SRP: Beaucoup de shapers regrettent le manque de temps pour profiter pleinement de belles sessions. Fais tu parti de ces derniers ou arrives tu à concilier passion de la glisse pure et travail ?
Je n'ai presque pas surfé cette dernière année mais c'est nouveaux pour moi, en fait j'ai décidé de me lancer dans l'immobilier et ça prend tout mon temps, plus le shape et tout , c'est pas facile a gérer mais c'est le coup a donner pour un meilleur futur et faire assez thune pour redéménager en France Je ne suis pas trop stressé, j'ai beaucoup surfé dans ma vie et il y'a quelques fois ou on ne peut pas tout faire en même temps.
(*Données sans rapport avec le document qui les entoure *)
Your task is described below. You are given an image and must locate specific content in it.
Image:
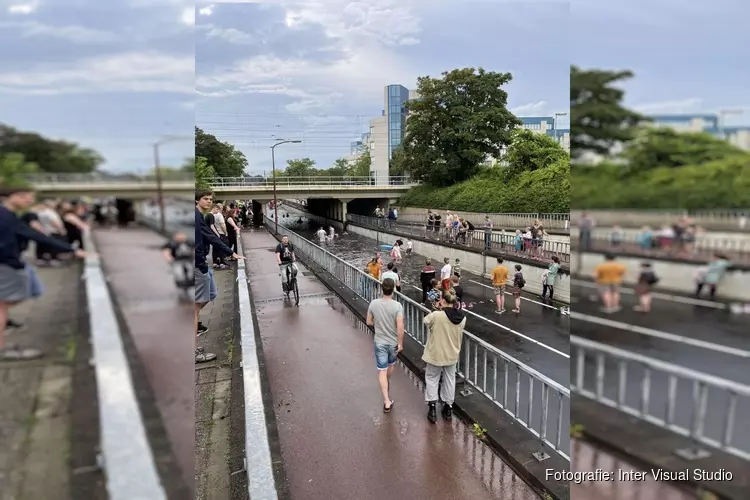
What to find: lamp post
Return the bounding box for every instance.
[718,109,742,139]
[271,139,302,234]
[153,135,193,233]
[552,112,568,143]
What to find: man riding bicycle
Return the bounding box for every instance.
[276,236,297,293]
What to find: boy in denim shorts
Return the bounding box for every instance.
[367,278,404,413]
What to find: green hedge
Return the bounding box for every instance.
[572,155,750,210]
[399,161,570,213]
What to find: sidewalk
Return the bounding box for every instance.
[242,230,539,500]
[194,266,247,500]
[0,262,107,500]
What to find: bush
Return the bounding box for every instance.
[399,161,570,213]
[572,155,750,210]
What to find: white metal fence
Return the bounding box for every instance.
[570,336,750,460]
[264,217,570,460]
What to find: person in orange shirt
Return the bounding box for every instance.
[492,257,508,314]
[594,254,627,314]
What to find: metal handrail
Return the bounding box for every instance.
[347,214,570,263]
[263,215,570,461]
[570,334,750,460]
[206,176,417,188]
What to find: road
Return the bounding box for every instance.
[571,281,750,458]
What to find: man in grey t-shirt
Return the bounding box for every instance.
[367,278,404,413]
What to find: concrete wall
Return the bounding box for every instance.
[348,224,570,304]
[570,252,750,301]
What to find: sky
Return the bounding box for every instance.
[571,0,750,125]
[0,0,195,172]
[195,0,570,173]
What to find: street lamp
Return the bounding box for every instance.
[153,135,193,233]
[552,112,568,143]
[271,139,302,234]
[718,109,743,139]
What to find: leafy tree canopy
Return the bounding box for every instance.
[570,66,647,158]
[0,124,104,173]
[195,127,247,177]
[391,68,521,186]
[503,129,570,178]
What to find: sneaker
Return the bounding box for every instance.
[427,401,437,424]
[195,347,216,363]
[0,346,43,361]
[441,404,453,422]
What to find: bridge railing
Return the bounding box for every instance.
[570,334,750,460]
[263,216,570,460]
[347,214,570,263]
[206,176,417,188]
[26,172,195,185]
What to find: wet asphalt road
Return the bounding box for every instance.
[280,217,570,387]
[571,286,750,451]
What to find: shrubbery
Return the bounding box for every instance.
[399,159,570,213]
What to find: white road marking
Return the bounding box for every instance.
[409,285,570,359]
[469,280,560,311]
[570,311,750,358]
[570,280,728,309]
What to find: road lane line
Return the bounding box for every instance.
[570,311,750,358]
[409,285,570,359]
[570,280,729,309]
[469,280,560,311]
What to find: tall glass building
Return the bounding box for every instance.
[385,85,409,160]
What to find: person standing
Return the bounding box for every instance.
[422,291,466,424]
[367,278,404,413]
[492,257,509,314]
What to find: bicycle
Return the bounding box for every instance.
[279,262,299,306]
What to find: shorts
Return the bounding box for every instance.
[375,344,398,370]
[194,268,218,304]
[0,265,29,302]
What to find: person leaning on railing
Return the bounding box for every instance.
[422,290,466,424]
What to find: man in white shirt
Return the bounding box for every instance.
[440,257,453,290]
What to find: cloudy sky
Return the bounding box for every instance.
[0,0,195,172]
[570,0,750,125]
[195,0,570,176]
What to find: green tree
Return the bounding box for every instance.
[503,129,570,178]
[0,153,39,187]
[400,68,521,186]
[570,66,647,158]
[195,127,247,177]
[284,158,317,177]
[0,124,104,173]
[620,127,750,175]
[349,148,372,177]
[195,156,216,189]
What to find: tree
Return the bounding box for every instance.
[0,153,39,187]
[195,127,247,177]
[195,156,216,189]
[0,124,104,173]
[570,66,647,158]
[393,68,521,186]
[620,127,750,175]
[503,129,570,178]
[284,158,316,177]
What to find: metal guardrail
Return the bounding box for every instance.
[263,216,570,460]
[570,209,750,231]
[84,231,167,500]
[206,176,418,188]
[570,334,750,460]
[347,214,570,263]
[25,172,195,185]
[398,209,570,231]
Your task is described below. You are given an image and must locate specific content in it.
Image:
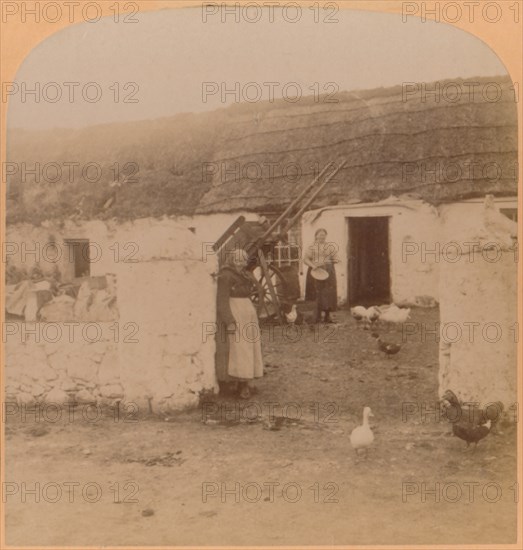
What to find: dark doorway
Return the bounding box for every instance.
[64,239,91,281]
[348,216,390,307]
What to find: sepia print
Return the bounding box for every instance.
[1,0,523,548]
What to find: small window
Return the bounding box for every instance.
[499,208,518,223]
[64,239,91,278]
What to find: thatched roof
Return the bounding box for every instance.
[197,78,517,212]
[7,77,517,223]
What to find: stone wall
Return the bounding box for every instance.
[439,198,518,409]
[4,217,221,412]
[4,322,124,410]
[301,198,439,305]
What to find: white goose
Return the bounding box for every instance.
[350,407,374,458]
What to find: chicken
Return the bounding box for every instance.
[372,332,401,357]
[350,407,374,458]
[350,306,381,329]
[441,390,503,450]
[380,304,410,323]
[285,304,298,325]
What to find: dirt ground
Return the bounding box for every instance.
[4,309,517,547]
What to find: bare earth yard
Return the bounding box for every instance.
[4,309,517,547]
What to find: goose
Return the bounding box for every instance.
[350,407,374,458]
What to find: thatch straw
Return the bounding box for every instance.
[7,77,517,223]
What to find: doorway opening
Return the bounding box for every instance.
[347,216,391,307]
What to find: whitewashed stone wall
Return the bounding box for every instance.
[439,198,518,409]
[301,197,439,305]
[4,323,119,404]
[5,218,219,412]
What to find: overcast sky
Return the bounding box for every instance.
[8,8,506,129]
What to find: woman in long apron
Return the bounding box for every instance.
[303,228,339,323]
[216,249,263,399]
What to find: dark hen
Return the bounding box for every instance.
[372,332,401,356]
[442,390,503,449]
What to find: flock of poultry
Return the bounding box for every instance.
[350,304,503,458]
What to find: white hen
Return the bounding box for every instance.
[350,407,374,457]
[285,304,298,325]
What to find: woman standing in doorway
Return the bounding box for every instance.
[303,228,339,323]
[216,249,263,399]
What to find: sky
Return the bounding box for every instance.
[7,7,507,129]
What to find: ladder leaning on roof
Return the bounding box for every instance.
[213,161,345,323]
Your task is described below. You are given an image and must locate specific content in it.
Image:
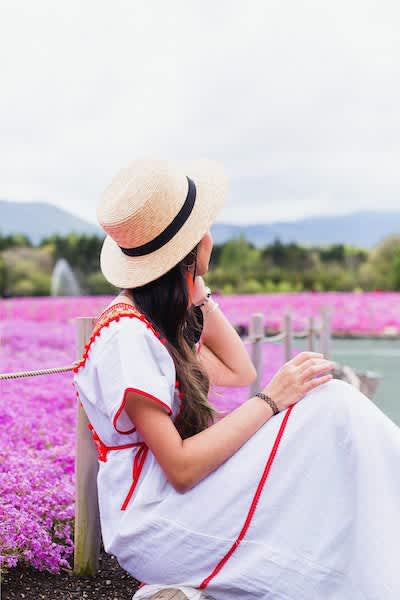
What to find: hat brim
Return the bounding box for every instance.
[100,159,227,288]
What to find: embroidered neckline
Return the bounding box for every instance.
[73,302,184,398]
[73,302,167,373]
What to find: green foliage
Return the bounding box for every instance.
[0,233,400,296]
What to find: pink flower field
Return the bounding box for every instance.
[0,293,400,573]
[0,291,400,336]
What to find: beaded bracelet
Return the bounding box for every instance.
[201,300,219,315]
[254,392,280,415]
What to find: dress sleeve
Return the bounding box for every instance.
[97,317,175,434]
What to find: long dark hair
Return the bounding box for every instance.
[126,242,219,439]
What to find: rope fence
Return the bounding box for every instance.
[0,307,331,576]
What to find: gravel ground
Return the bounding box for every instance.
[0,549,139,600]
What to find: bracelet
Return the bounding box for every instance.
[195,286,211,306]
[254,392,280,415]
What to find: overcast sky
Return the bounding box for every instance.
[0,0,400,224]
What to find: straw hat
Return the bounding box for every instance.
[96,159,227,288]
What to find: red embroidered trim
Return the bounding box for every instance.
[113,388,172,435]
[73,302,184,420]
[121,442,149,510]
[73,302,167,373]
[87,423,143,462]
[87,423,149,510]
[198,404,295,590]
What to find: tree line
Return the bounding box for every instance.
[0,232,400,297]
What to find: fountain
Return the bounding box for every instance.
[50,258,82,296]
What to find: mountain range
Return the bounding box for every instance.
[0,200,400,249]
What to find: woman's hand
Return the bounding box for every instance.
[262,352,336,411]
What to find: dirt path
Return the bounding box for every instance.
[0,552,138,600]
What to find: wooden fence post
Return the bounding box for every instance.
[74,317,101,576]
[319,306,332,360]
[283,311,293,362]
[307,315,316,352]
[249,313,264,398]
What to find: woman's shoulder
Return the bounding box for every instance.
[78,303,174,370]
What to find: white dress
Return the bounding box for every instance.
[74,306,400,600]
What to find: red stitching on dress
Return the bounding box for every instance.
[113,388,172,434]
[72,302,184,406]
[87,423,149,510]
[121,442,149,510]
[198,404,295,590]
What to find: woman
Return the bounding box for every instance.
[74,160,400,600]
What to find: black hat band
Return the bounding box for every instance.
[119,177,196,256]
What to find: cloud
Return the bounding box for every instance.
[0,0,400,222]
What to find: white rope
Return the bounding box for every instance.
[0,361,79,380]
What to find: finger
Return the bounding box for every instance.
[303,373,333,392]
[297,358,335,377]
[291,352,323,365]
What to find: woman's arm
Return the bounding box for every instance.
[195,276,257,387]
[125,392,273,492]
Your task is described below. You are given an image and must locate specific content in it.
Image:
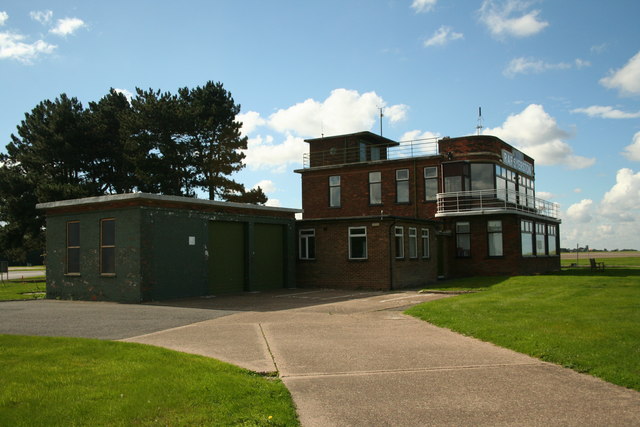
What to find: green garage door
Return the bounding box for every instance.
[208,221,246,294]
[251,224,285,291]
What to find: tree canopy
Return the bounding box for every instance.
[0,81,267,261]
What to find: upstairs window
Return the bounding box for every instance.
[298,229,316,259]
[369,172,382,205]
[329,176,340,208]
[396,169,409,203]
[66,221,80,274]
[424,166,438,200]
[100,218,116,275]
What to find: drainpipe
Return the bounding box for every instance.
[389,218,397,290]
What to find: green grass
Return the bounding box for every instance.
[407,269,640,391]
[0,277,46,301]
[0,335,299,426]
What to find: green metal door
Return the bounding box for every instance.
[208,221,246,294]
[251,224,285,291]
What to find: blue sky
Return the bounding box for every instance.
[0,0,640,249]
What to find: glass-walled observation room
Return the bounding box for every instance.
[442,162,535,208]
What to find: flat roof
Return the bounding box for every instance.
[36,193,302,213]
[304,131,400,146]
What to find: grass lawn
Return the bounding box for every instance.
[407,268,640,391]
[0,277,46,301]
[0,335,299,426]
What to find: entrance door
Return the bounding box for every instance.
[251,224,285,291]
[208,221,246,294]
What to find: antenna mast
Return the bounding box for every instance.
[476,107,483,135]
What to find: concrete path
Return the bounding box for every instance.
[125,290,640,427]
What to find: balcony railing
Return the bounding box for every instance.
[436,189,559,219]
[302,138,438,169]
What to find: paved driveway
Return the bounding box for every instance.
[0,290,640,427]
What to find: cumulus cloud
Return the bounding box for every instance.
[49,18,86,37]
[567,199,593,223]
[600,52,640,95]
[29,10,53,25]
[268,89,408,137]
[483,104,595,169]
[502,57,591,77]
[411,0,438,13]
[622,132,640,162]
[571,105,640,119]
[600,168,640,222]
[0,32,57,64]
[424,25,464,47]
[479,0,549,38]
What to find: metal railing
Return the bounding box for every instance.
[436,189,560,219]
[302,138,439,169]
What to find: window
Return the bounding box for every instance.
[547,225,558,255]
[349,227,367,259]
[487,221,504,256]
[420,228,430,258]
[369,172,382,205]
[520,220,533,256]
[67,221,80,274]
[396,169,409,203]
[395,227,404,259]
[536,224,547,255]
[456,222,471,257]
[100,218,116,275]
[329,176,340,208]
[298,229,316,259]
[409,228,418,258]
[424,166,438,200]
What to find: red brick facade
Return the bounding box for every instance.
[296,132,560,289]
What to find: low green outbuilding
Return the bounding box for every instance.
[37,193,300,303]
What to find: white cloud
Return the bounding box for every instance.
[483,104,595,169]
[49,18,86,36]
[503,57,584,77]
[622,132,640,162]
[424,25,464,47]
[600,168,640,222]
[268,89,408,137]
[567,199,593,223]
[479,0,549,38]
[0,32,57,64]
[236,111,267,136]
[411,0,438,13]
[251,179,276,194]
[29,10,53,25]
[600,52,640,95]
[571,105,640,119]
[243,135,308,173]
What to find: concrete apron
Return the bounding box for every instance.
[125,292,640,426]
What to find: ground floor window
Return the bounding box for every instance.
[456,222,471,257]
[100,218,116,275]
[395,227,404,259]
[298,229,316,259]
[66,221,80,274]
[487,221,504,256]
[520,220,534,256]
[420,228,431,258]
[536,223,547,255]
[547,225,558,255]
[349,227,367,259]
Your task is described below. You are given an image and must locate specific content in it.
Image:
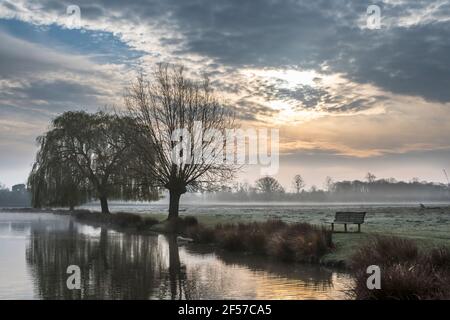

L'année prochaine devrait être meilleur au niveau surf, j'ai acheté une petite maison à la plage que je rénove en ce moment, je veux y passé 3 jours par semaine et surfer my ass off!!
SRP: Dans une interview datant il est vrai de quelques années, tu semblais avoir trouvé une certaine tranquillité, voir une réelle plénitude dans la province de Québec...
Québec est ma maison, j'adore le Québec, la culture, les nanas (les plus belle femmes au monde), la bouffe et surtout ma famille. J'y vais une fois à chaque année. Le temps des sucres en mars est géniale, le sirop d'érable et tout... hummm! Je ne pourrais pas vivre au Québec parce-qu'il ny a pas de vrai bon surf... Surf de rivière cest pas mon truc. Vivre a 5000 km de ma famille est une épreuve donc je fait face à chaque jours, ma sœur a 2 gamins que j'adore et les voir une fois par an n'est pas la chose la plus facile mais je suis accroc à la plage et je ne peux rien n'y faire.. Le rêve de cette vague parfaite est plus fort que moi. Ils disent (ma famille) que je suis égoïste. C'est bien vrai... comme tout surfer.
SPR: Je te laisse le mot de la fin et te remercie vivement pour ta disponibilité et te souhaite un bon séjour en France et plus particulièrement au sein de l'atelier UWL mais pour cela je suis vraiment pas inquiet !
J'ai très hâte de revenir dans mon pays ancestrale et merci de m'avoir donne cette opportunité. Shaper avec la famille Cardinal est définitivement une chance en or... « Le cordon bleu des surfboards... »
Louis ROBERT sera présent dans les ateliers d'UWL du 16 au 26 Septembre 2011.